God thigh how horrific. I'm so sorry - what indeed can you do in these situations.
I had bereavement counselling from Cruse after dh died earlier this year, she was just a very nice woman, very experienced, and it was helpful as far as it went. But increasingly I found that longer term stuff was coming up. I was lucky to be able to spend dh's pension on therapy for myself. I chose an integrative therapist and am finding it pretty good. Helps me break out of some of the circles of thinking I get into (and boy there are a lot of them). Helped me deal with the situation with my mother to some extent, though tbh this thread is pretty good at that.
I wondered if anyone would be interested to see the advanced directive I have now written for myself. I think the generic ones on the Age concern website are fairly useless in practice, and our local GPs have got one I think which also seems a bit rubbish. The next step is to get it put on my record by my GP, if they will agree to it. I'll post it - do skip past it if you aren't interested!
'IN THE EVENT THAT A FULL CAPACITY ASSESSMENT FOR A DECISION ON MEDICAL TREATMENT SHOWS THAT I HAVE NO CAPACITY TO MAKE MY OWN DECISIONS, PLEASE FOLLOW THE INSTRUCTIONS BELOW.
The instructions change based on my son's age (date of birth XX/XX/XX). Where an episode of care begins when [ds] is one age, but then ds moves to a new age category during the episode, care should change according to the instructions below. Therefore, for example, I might be admitted to intensive care when ds is still 18 based on the instructions in the first paragraph below, but the day of his 19th birthday, the instructions in the second paragraph below come into force.
If my son [name] born XX/XX/XX is 18 years old or younger:
All active treatment should be pursued for as long as my consultant believes it to be in my best interests, with the assumption that I wish to remain alive almost at any cost, including the acquisition of profound disability.
If my son [name] dob XX/XX/XX is aged between 18 years and 24 years old:
Ward-based care should be pursued. Intensive care support and ventilation should be considered only if there is a near certainty of me regaining mental capacity within a month from admission for major decisions on my own care, such as tube feeding versus feeding at risk of aspiration, or discharge destination. If it is considered that I am unlikely to regain capacity for these decisions, the ceiling of care should be on the ward and I should not receive intensive care support.
If my son [name] is 25 or older:
These instructions now come into force even if my loss of mental capacity is considered to be very brief and temporary, such as during a urinary tract infection.
My best interests in this case should now recognise that I have absolutely no interest in extending my life for its own sake once my son is fully adult. I have already spent some years working in hospitals, and the situations I have observed there have informed my decisions. I am also influenced by the observation of the lives and declining health of my parents, aunts, uncles, parents-in-law, friends and of course the death of my husband.

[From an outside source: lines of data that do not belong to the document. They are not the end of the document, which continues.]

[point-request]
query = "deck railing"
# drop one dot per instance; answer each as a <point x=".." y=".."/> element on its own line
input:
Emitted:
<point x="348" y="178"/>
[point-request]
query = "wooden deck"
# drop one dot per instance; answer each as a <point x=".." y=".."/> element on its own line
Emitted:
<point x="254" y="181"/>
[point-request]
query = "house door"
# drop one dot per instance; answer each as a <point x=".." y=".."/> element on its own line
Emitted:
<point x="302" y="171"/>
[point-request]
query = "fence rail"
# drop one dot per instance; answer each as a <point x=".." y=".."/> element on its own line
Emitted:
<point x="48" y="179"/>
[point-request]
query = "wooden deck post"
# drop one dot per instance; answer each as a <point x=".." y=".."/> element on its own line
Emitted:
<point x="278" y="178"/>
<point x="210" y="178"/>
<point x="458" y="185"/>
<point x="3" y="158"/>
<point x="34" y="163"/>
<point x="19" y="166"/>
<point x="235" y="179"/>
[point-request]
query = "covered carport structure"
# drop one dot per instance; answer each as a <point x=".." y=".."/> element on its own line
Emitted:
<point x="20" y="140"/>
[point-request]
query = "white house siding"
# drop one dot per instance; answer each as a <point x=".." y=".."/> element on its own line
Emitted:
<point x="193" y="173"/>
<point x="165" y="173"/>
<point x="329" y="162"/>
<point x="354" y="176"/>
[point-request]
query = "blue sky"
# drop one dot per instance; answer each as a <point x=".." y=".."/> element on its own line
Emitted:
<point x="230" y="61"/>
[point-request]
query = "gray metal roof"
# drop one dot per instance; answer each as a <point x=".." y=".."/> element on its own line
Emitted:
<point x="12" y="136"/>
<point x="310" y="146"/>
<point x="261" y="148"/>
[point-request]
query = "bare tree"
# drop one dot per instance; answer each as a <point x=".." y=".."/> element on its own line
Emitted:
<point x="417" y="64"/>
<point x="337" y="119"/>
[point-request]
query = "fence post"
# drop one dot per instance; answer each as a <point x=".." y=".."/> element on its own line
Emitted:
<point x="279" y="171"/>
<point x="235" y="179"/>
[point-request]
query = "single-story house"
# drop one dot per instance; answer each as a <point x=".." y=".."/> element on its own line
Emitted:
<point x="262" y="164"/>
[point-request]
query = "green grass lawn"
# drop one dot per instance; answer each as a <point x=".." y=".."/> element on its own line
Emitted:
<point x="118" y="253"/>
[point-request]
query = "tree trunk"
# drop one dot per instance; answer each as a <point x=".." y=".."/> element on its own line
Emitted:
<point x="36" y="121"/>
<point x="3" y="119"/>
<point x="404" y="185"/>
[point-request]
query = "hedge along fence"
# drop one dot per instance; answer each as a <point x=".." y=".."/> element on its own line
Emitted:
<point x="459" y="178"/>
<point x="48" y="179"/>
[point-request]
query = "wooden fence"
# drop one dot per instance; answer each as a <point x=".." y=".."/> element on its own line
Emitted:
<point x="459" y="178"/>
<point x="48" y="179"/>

The approach to my care should now be entirely palliative, seeking to reduce any distress or symptoms I show, but without any focus on cure or extending life for its own sake. This includes avoiding radical radiotherapy or chemotherapy, surgery, antibiotics, IV fluids and any tube feeding unless it is considered that these are purely to reduce symptoms. For example, a feeding tube might be appropriate if it were considered to be the only realistic way of ensuring access to pain relief for me, or of making sure that I did not experience debilitating hunger or thirst. Likewise, palliative radiotherapy might be appropriate where it could reduce pain, but not where its only purpose is to extend life. Where possible, a palliative care consultant should take over my care if they are willing to do so, rather than a general medic or surgeon. This is not in any way to imply that I do not trust general medics or surgeons, but only that the focus on palliation should be aiming for the best care in this field that can be achieved.
My wishes on discharge destination should of course be considered. In general I would much prefer to die in a hospice than at home, where this is possible to achieve, but I recognise that this is not always possible or appropriate. A nursing home may be a good substitute for a hospice. The wishes of my caregivers and the reality of nursing a person to death should always be considered part of my best interests, in that I believe very strongly that a person is part of a system of friends and family, and that the idea of individual ‘best interests’ separate from the interests of the system around them can be very damaging. I do not wish my son to nurse me at home unless there is absolutely no alternative.